The session was one of three co-organized by Evan A. Gatti, associate professor of art history, for Episcopus, an interdisciplinary, scholarly society.
Evan A. Gatti, associate professor of art history, co-organized three sessions for Episcopus, an interdisciplinary, scholarly society devoted to fostering the exchange of information and research about the medieval episcopate and secular clergy, at the International Congress on Medieval Studies held May 10-18 at Western Michigan University.
The three panels were co-organized with Michael Burger (Auburn University –Montgomery), Kalani Craig (Indiana University–Bloomington) and John S. Ott (Portland State University) and include papers from scholars across the globe.

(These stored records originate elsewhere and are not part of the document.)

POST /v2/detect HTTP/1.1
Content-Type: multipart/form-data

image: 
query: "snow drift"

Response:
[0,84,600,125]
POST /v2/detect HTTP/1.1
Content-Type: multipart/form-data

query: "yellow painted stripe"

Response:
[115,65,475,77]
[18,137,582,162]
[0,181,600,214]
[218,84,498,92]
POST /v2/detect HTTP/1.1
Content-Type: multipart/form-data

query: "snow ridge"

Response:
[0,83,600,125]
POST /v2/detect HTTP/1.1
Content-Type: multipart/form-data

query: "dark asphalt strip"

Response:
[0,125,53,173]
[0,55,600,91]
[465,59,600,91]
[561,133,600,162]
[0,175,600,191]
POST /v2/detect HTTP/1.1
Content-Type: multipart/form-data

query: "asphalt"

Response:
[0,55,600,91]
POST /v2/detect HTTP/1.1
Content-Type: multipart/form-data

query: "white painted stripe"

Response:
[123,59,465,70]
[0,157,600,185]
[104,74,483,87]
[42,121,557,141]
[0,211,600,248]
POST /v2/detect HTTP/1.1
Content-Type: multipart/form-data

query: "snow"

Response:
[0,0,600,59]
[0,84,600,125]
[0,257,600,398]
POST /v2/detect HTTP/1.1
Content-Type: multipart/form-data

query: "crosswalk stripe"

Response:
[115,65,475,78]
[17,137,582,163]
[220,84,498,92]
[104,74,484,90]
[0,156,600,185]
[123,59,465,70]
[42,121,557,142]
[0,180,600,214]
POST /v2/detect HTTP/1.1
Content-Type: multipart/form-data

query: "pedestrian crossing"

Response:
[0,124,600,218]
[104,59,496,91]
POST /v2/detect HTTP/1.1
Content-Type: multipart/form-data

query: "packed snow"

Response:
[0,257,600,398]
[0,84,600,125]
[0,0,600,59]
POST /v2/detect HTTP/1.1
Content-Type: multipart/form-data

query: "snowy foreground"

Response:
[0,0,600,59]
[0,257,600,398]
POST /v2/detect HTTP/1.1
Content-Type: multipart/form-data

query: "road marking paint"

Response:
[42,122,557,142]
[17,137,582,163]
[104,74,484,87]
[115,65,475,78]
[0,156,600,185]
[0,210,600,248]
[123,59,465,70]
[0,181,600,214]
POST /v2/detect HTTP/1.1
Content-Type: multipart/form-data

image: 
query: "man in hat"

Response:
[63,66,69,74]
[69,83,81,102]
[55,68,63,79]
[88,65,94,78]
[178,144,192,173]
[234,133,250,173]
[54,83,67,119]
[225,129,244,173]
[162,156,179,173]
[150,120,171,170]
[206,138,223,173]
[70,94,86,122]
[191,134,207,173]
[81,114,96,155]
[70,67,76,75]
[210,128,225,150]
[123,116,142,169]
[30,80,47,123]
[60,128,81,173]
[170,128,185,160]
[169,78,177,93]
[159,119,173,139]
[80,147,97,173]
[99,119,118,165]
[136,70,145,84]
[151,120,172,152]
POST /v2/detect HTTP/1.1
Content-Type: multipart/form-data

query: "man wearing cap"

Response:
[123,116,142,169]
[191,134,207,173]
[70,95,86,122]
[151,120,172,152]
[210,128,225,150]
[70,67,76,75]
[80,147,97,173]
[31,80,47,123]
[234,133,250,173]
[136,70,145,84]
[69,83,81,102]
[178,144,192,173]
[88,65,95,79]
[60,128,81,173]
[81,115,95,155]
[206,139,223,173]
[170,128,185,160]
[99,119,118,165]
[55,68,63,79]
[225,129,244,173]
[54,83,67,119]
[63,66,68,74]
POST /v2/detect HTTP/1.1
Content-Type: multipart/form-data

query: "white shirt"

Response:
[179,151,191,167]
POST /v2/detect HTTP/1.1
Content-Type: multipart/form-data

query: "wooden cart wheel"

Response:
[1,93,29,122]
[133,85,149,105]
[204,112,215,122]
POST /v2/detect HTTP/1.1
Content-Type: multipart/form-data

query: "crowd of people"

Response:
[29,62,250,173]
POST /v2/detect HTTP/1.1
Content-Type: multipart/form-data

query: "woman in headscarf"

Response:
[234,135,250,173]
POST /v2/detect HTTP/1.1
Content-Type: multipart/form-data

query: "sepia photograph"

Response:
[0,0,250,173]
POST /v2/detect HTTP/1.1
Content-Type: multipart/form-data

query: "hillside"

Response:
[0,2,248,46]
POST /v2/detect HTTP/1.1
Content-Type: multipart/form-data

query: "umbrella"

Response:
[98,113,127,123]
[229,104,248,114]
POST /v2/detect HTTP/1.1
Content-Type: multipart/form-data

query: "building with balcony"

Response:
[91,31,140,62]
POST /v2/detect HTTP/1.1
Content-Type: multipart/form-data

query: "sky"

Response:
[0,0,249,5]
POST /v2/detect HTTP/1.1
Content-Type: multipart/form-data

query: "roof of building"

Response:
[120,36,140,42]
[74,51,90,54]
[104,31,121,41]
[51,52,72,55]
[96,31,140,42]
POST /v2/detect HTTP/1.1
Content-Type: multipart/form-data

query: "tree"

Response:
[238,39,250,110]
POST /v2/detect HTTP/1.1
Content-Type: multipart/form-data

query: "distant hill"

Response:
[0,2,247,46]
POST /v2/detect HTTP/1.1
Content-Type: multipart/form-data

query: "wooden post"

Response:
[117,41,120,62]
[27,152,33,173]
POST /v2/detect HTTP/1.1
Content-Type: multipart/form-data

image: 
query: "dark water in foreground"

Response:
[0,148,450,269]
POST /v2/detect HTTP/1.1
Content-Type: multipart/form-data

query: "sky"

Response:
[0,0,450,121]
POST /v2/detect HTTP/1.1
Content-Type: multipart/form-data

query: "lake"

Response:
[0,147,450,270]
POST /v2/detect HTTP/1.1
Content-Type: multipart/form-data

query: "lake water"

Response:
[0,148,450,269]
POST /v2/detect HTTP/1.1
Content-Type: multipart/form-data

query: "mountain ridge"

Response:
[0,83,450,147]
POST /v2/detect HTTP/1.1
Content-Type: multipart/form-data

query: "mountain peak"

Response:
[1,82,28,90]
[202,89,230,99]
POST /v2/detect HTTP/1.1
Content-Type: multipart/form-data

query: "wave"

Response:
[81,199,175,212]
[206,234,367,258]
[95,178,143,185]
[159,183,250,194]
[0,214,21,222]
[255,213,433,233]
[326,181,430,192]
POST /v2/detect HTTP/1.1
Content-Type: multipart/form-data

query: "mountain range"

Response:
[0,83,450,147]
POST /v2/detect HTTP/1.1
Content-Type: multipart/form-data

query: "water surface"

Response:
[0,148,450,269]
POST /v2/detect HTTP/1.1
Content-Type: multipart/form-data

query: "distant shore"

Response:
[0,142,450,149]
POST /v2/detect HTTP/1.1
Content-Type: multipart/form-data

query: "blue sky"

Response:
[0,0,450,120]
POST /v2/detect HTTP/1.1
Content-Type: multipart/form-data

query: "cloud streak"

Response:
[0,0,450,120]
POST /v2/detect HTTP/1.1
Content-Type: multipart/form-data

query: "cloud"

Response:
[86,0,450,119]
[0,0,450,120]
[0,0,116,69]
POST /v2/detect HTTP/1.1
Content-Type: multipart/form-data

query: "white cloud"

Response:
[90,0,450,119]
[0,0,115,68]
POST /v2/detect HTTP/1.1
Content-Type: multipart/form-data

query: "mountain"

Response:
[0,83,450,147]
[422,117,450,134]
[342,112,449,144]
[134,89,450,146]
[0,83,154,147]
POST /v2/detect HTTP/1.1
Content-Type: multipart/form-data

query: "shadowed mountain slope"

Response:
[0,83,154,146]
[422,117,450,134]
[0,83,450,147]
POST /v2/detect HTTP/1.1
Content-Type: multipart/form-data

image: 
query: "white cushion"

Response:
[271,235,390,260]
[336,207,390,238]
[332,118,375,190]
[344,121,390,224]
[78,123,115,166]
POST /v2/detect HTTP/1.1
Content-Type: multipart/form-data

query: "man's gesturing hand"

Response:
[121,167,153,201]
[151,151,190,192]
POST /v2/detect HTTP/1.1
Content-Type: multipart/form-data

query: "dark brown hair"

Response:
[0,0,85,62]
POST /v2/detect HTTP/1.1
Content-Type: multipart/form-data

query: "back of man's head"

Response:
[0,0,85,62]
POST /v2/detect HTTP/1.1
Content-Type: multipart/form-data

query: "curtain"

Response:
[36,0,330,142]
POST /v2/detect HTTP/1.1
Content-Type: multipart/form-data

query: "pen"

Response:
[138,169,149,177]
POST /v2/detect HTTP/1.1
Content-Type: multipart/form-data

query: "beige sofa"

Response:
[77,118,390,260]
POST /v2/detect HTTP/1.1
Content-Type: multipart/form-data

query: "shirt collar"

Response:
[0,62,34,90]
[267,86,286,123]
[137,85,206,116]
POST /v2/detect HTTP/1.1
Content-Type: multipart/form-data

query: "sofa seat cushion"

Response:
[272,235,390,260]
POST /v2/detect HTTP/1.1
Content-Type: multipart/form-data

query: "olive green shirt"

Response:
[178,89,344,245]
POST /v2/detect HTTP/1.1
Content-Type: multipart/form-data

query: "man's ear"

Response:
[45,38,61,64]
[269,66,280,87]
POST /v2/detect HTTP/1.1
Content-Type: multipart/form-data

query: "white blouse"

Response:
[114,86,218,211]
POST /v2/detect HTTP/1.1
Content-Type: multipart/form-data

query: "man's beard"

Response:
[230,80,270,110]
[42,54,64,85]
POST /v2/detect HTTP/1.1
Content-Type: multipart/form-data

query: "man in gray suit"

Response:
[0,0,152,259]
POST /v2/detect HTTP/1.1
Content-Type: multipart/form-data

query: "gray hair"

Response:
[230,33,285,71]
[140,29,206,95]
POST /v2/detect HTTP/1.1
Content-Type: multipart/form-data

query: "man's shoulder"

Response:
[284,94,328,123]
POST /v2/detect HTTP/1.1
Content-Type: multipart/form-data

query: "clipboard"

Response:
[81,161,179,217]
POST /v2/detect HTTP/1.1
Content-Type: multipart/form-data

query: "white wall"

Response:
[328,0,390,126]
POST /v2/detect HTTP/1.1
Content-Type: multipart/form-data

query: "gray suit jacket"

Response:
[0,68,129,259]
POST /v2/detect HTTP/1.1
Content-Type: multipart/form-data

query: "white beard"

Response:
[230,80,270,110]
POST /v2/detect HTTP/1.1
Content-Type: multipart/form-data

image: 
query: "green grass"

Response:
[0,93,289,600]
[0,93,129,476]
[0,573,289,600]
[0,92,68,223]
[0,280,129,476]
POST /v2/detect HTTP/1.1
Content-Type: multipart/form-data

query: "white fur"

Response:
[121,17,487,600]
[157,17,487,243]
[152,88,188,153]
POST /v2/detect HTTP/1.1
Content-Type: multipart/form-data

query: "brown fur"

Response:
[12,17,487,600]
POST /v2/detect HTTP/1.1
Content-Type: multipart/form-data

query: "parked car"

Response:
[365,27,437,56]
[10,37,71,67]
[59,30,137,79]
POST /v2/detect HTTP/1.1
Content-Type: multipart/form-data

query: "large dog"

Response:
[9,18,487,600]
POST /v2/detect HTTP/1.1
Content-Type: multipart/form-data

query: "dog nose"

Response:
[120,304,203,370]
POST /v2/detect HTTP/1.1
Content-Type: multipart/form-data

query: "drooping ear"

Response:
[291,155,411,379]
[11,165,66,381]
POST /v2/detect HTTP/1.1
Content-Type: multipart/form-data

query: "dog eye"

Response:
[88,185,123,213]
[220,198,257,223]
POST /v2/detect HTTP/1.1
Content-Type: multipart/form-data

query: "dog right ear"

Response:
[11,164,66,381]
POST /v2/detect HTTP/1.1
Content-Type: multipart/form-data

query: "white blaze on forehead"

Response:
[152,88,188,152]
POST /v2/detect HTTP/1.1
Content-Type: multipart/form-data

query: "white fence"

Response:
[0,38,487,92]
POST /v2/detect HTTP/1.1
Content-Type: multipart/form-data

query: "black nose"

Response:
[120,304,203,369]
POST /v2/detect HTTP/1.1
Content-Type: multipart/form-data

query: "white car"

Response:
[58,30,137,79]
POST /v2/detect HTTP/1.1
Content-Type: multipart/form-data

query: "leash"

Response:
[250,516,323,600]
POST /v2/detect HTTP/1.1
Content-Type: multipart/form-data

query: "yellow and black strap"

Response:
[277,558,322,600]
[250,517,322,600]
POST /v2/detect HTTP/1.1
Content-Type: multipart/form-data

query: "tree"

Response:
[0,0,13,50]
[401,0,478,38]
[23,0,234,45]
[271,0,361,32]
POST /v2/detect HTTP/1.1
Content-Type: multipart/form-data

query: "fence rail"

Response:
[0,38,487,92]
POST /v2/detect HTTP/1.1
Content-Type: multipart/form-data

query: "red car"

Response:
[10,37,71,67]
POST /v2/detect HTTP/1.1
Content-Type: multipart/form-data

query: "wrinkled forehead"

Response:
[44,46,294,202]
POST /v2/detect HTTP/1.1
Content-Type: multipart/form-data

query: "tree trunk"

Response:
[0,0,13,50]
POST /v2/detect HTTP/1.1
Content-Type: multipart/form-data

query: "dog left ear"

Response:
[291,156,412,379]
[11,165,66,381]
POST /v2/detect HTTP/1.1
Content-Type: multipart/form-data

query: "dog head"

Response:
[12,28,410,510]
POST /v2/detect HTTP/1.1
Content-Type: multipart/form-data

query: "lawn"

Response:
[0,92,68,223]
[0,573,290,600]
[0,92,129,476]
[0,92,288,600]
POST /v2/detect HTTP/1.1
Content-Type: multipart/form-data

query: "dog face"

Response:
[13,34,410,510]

Each session is organized around the theme “Start-Ups and Flops” and considers the variety of tasks involved in maintaining institutions or practices performed by bishops and the secular clergy in the Middle Ages.
“Pastors and Disasters,” presided over by Gatti, is the second of the three sessions and is focused on the ways bishops or other secular clergy responding to setbacks or even catastrophes, from plague to invasion to simply resistance to their programs.
The last of the three sessions, Start-Ups and (We Hope Not) Flops III” is modeled on successful sessions at the American Historical Association. Up to 10 scholars will have three minutes to present a current research idea. The audience and session participants will then respond with suggestions about where to take the ideas. The goal of this session is to foster research in its very early stages and to generate paper proposals for the International Congress on Medieval Studies in 2019.